For the Chron’s Sci Guy, the Sun is Here to Stay

Loyal followers of Eric Berger's weather chats are in luck.

By Steven Devadanam January 5, 2016 Published in the January 2016 issue of Houstonia Magazine

Courtesy eric berger jd1hps

Image: Eric Berger

When Eric Berger—a.k.a. the Sci Guy—announced his departure from the Houston Chronicle this fall, his followers took a collective gasp. One reader expressed his feelings in haiku, a fitting tribute to the verses that Berger would regularly offer on his blog: “Eric takes new job/Our weather blog is gone now/Sadness all around.” Another forsook poetic pretension for a message that was a bit harsher: “One more reason to stop reading The Chron.”

But just as Berger, who’d taken a gig writing about space online for Ars Technica, took his leave from the daily on October 23, severe rainstorms loomed in the Gulf, threatening to flood the region.
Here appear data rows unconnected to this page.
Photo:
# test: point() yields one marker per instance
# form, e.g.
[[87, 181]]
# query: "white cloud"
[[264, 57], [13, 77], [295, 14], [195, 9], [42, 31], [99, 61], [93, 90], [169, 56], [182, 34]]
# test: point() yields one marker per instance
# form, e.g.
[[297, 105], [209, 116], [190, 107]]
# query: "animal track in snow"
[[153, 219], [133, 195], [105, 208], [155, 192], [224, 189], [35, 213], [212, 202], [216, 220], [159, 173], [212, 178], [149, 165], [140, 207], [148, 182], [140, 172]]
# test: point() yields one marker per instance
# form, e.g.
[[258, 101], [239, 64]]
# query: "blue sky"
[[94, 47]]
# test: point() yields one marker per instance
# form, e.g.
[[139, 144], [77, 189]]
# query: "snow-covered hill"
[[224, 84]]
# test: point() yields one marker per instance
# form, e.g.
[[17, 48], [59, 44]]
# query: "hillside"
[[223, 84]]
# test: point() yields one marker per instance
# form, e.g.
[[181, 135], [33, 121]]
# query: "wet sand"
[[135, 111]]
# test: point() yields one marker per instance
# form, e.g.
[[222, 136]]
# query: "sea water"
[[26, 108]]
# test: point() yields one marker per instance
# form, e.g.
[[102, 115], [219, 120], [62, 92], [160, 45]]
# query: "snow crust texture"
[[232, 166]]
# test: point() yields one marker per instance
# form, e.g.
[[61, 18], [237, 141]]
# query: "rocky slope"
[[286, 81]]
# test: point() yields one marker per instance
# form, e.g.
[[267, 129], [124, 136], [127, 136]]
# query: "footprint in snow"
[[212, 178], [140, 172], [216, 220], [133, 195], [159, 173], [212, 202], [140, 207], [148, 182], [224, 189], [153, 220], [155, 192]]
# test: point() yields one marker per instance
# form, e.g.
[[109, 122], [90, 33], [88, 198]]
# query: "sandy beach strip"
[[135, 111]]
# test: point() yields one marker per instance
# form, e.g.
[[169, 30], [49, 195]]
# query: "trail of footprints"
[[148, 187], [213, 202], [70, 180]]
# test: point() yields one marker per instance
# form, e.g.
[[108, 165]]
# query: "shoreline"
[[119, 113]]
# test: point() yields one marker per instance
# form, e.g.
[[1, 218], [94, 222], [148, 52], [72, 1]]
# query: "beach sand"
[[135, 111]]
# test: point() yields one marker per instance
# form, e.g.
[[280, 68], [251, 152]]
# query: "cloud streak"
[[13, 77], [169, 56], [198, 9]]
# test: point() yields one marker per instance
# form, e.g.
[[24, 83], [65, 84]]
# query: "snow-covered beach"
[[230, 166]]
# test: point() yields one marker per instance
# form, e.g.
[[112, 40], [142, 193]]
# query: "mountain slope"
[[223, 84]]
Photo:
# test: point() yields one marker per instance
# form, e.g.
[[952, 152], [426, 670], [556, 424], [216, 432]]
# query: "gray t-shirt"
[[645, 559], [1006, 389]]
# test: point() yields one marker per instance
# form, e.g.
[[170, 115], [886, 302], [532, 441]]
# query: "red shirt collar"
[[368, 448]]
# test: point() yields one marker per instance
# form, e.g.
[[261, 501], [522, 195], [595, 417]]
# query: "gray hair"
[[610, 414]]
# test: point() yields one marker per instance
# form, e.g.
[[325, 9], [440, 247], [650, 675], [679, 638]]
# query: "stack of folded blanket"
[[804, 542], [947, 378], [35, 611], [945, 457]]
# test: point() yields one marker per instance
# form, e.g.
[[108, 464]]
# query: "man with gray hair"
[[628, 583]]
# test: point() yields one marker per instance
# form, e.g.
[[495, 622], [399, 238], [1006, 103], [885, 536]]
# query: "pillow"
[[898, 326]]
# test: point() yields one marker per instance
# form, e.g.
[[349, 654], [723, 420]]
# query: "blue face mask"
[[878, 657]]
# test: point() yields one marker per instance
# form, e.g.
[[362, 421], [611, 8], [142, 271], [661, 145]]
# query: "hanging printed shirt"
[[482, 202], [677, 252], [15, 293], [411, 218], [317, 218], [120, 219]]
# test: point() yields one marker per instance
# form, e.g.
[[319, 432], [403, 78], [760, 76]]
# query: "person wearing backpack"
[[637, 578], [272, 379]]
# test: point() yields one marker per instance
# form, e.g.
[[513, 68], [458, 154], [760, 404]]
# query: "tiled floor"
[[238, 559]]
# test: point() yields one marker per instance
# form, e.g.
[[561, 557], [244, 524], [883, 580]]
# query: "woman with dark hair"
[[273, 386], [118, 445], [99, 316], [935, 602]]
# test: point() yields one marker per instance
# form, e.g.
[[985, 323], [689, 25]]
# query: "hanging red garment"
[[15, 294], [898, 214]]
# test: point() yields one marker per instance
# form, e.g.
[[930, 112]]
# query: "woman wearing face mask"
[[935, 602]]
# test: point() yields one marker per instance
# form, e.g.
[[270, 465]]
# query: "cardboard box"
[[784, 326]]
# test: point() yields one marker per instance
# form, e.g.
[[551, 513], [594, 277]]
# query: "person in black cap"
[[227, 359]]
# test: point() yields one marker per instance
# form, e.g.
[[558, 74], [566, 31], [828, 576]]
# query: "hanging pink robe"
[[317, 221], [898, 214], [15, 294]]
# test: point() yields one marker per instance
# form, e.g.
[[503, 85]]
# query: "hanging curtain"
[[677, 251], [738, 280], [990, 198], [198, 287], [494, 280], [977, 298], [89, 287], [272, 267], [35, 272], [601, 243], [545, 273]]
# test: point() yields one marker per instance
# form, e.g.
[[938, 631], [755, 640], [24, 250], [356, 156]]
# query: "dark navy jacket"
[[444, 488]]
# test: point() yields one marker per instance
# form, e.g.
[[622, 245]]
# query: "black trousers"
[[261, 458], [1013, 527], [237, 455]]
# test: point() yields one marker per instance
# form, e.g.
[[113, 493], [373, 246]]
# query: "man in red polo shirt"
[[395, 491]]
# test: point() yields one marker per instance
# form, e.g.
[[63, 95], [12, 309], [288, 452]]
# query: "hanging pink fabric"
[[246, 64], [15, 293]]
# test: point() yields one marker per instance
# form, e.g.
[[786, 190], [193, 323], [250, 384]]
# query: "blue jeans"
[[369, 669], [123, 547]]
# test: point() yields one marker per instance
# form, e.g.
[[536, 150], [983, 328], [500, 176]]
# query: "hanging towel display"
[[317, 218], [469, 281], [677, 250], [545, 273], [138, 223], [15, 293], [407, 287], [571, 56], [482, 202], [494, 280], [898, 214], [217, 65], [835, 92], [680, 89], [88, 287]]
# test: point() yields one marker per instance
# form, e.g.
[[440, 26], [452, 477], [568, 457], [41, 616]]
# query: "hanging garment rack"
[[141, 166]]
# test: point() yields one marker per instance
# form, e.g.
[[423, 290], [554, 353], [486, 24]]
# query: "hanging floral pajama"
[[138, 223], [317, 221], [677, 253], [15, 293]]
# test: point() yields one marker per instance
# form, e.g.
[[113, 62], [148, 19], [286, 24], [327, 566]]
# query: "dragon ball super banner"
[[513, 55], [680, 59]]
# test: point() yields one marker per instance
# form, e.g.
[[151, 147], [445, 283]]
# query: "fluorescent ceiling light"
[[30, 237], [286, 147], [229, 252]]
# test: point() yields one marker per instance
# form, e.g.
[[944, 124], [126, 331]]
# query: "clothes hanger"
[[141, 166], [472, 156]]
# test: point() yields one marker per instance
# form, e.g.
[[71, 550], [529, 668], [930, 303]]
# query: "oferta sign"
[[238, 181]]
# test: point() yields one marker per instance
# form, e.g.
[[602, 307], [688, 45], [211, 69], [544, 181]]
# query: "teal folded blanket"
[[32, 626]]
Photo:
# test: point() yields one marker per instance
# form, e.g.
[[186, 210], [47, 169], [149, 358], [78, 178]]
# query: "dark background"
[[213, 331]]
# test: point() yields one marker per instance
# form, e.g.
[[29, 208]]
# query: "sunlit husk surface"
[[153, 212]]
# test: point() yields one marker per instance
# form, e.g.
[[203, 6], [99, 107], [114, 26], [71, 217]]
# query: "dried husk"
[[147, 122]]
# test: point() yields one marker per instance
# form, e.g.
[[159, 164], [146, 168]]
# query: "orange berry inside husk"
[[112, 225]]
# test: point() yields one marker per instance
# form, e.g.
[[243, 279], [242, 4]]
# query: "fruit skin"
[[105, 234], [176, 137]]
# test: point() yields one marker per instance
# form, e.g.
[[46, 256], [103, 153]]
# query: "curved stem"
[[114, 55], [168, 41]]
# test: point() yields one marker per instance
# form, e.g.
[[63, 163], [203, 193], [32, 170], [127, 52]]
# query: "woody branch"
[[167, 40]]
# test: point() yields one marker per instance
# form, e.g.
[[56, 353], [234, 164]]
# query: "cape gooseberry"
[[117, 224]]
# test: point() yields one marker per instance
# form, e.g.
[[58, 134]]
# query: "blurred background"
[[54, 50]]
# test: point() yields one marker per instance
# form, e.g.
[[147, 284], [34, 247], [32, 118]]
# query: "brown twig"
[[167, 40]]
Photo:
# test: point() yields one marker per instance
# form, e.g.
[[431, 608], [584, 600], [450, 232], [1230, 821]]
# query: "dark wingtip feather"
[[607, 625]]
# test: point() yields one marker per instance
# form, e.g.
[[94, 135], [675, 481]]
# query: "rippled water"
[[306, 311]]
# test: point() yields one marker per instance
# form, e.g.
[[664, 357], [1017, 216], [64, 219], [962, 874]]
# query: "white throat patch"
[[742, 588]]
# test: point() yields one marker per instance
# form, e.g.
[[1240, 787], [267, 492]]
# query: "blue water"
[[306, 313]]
His readers—so reliant on Berger’s hype-free reporting that more than 15,000 of them regularly jammed his live Sci Guy chats—were at a bit of a loss. “People were asking me to keep them informed,” he says.

Not wanting to leave them high and dry—or literally inundated, in this case—Berger went home and launched spacecityweather.com that very Friday night. Severe rain and flooding followed that weekend, as did Berger’s regular posts, and he’s kept them coming ever since. The new site has already amassed a loyal following.

Berger traces his style to 2005, when Hurricane Katrina hit. “Katrina was the moment I realized that a calm, rational approach to weather reporting works really well,” says the certified meteorologist, who dislikes what he calls “wishcasting”—TV weathercasters’ seemingly eager doomsday predictions. “There’s no reason to be over-the-top,” he says. “If there’s a 10 percent chance of really bad weather, it’s probably going to be fine.”